Manufacturing thrives on raw material availability. The idea behind the 24-hour economy is to expand factory operations, scale exports, and reduce dependence on imports. But none of that is possible when local processors can’t get inputs, and exporters offer farmers higher prices to ship raw goods. The consequence? Ghana’s processing capacity is idle, and the promise of industrial jobs is fading before it even gets started.
As Bright Simons has pointed out, many local cocoa processors operate at 10–40% capacity, not because they’re inefficient, but because they can’t get cocoa. Some have even had to import beans just to stay in business. The reason? COCOBOD prioritizes forward sales for foreign exchange, limiting domestic access. While that may help manage reserves in the short term, it directly undermines the long-term industrialization plan. You can’t promote chocolate-making if chocolate makers can’t access cocoa.

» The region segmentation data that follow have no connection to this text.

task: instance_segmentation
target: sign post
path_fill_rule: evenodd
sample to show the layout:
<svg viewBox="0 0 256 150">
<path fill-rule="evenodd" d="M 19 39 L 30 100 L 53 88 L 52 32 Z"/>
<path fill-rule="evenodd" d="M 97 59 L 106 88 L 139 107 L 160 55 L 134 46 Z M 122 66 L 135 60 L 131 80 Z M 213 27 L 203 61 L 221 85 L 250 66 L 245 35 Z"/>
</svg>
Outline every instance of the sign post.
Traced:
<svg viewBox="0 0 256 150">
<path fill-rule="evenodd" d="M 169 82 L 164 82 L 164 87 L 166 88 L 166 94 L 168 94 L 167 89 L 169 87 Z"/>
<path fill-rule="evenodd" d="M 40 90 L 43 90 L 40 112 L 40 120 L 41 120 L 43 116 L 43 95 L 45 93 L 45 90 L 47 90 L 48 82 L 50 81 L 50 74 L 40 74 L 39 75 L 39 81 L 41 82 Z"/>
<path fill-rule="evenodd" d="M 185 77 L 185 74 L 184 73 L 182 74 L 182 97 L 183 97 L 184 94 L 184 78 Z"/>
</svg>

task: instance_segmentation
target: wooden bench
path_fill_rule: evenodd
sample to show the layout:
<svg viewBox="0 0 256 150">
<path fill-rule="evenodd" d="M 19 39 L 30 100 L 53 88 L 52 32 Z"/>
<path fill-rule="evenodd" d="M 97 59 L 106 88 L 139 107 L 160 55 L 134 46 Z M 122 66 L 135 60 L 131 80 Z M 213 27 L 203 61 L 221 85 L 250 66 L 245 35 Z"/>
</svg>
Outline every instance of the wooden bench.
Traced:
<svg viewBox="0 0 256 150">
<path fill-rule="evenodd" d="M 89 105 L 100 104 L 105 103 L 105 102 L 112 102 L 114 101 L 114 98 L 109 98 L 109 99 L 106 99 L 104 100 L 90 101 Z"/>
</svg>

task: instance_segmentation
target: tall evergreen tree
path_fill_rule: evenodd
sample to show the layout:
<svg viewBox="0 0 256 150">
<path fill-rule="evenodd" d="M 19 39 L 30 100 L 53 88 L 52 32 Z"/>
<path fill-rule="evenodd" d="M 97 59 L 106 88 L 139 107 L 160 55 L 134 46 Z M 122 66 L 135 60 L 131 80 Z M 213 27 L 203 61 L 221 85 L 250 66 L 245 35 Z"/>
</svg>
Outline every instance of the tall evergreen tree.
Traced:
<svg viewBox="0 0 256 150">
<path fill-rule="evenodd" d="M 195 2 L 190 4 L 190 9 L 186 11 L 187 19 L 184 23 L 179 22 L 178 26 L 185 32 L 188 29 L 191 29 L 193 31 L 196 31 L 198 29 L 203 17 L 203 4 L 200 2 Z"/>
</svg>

The cashew industry is even more fragile. This week, the Association of Cashew Processors Ghana (ACPG) issued a stark warning: unregulated exports are sabotaging Ghana’s 24-hour economy. Foreign merchants are flooding rural markets with cash, outbidding local processors for raw cashew nuts. As a result, factories are shutting down, jobs are disappearing (especially among rural women and youth), and entire value chains are breaking because primary processors can’t function, and secondary processors have no input. Despite years of talking about cashew as a “strategic export,” ACPG says there’s no real enforcement, no working capital, and no plan.
The government announced a phased ban on raw shea nut exports by 2026, along with plans to rehabilitate the Buipe Shea Factory. For years, shea has been an underutilized women-led industry. With the ban and factory rehabilitation, Ghana has a chance to build a regional hub for cosmetics and food-grade shea processing, if the implementation is right. But even here, the message is clear: if raw exports remain more attractive than local processing, policy will always lose to price.
Ghana’s manufacturing vision won’t work unless processing becomes more rewarding than exporting. That means enforcing export restrictions where needed, prioritising local supply in pricing models (especially in cocoa), offering tax and power incentives to processors, not just exporters, and making sure that access to raw materials is protected and predictable before factories are scaled up.
The idea of 24-hour industrial growth cannot run on empty factories or idle capacity. It must be built on a governed raw materials pipeline that supports domestic value addition first. Here’s the danger: if exporting raw cocoa, cashew, or shea stays more attractive than processing them locally, Ghana will continue to export its raw potential, only to import it back, transformed, and pay a premium for it.
The political will to industrialize is here. But Ghana will not manufacture at scale until it stops incentivizing raw material exports over domestic value addition. We need a system where processors come first, where policy backs local factories with raw material access, energy reliability, and working capital, and where adding value in Ghana is more profitable than shipping it out raw. If we don’t fix this, we’ll be running factories on imported inputs, not because we lack the resources, but because we refused to protect them.